None of the roads out in the county were any more than gravelled, when once you left the state highway (Minnesota 60); and, the white lanes between deep green ditches amid fields of corn, oats, wheat and the then-coming soybeans, have a place in my visual (blinding dust-clouds) and auditory (the crunch of stone under rubber tyres) and olfactory (the actinic smell of crushed limestone) memory that is eternal. Not to mention that there were lots of ‘gardener’ snakes, frogs and toads. And, in the well-pit, salamanders!
And yet there was, one year, a new combine, and in another a new ‘plowing-tractor’ (and plough! And, disc, and ‘digger’, or field cultivator.)
Or, new waggons, or a new hay-baler….
Or, three new 1200 bushel grain-bins in a row (laughably tiny by today’s post-modern and unwholesomely ‘neo-con’ lights!)
The best of it all was that none of these new things had yet hurt the wildlife or, by force of the economics of scale, started to drive people off the land. ‘A man who is any good at all ought to be able to keep a woman and whole God damn TRIBE of kids on maybe a hundred-and-eighty,’ said Uncle Emmett; and, in 1957, for a family in Blue Earth county, Minnesota, to have ‘tied up’ three hundred-or-so acres, between a father and a son, say, or between brothers, was a big deal–probably it was ‘land-grabbing’!
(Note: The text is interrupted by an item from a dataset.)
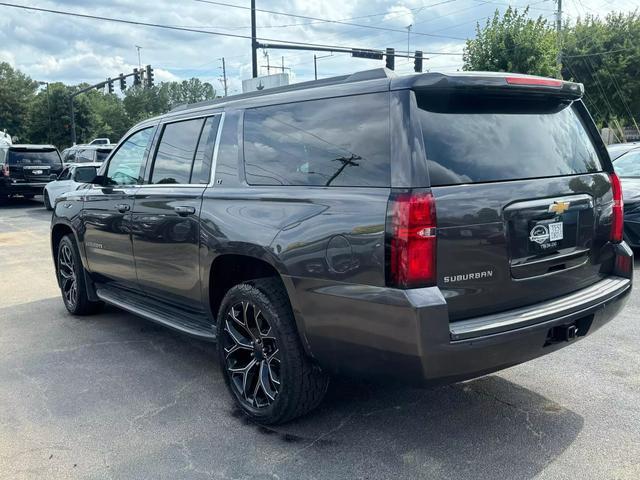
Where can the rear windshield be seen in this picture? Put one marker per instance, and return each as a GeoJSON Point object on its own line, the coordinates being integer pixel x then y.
{"type": "Point", "coordinates": [85, 174]}
{"type": "Point", "coordinates": [498, 139]}
{"type": "Point", "coordinates": [19, 157]}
And, after it all, after the dust had settled down from all those busy decades?
HISTORICAL Modernity was virtually at an end in rural Blue Earth county by 1980.
When I returned from the ‘Peace Corps’, at thirty-one and on the pre-mature death of my Uncle Emmett, from cirrhosis, the morale of the entire township was defunct. The very intelligent language itself, of profane and violated, hard-working, outrage, had avalanched into a crude and witless, dim, vulgarity of speech:
When I heard then the veterans of World War II, that ‘greatest generation’ now growing old at the end of the 1970’s, and wadded on the down-slope of their years, in snorting and enormous, pre-diabetic, mounds in their bibbed overalls, gasping for breath in the clouds of cigarette-smoke atop the bar-stools, in the dimly-lighted precincts of the ‘Town Pump’ liquor-store in Madison Lake, Minnesota, I knew that a world had collapsed.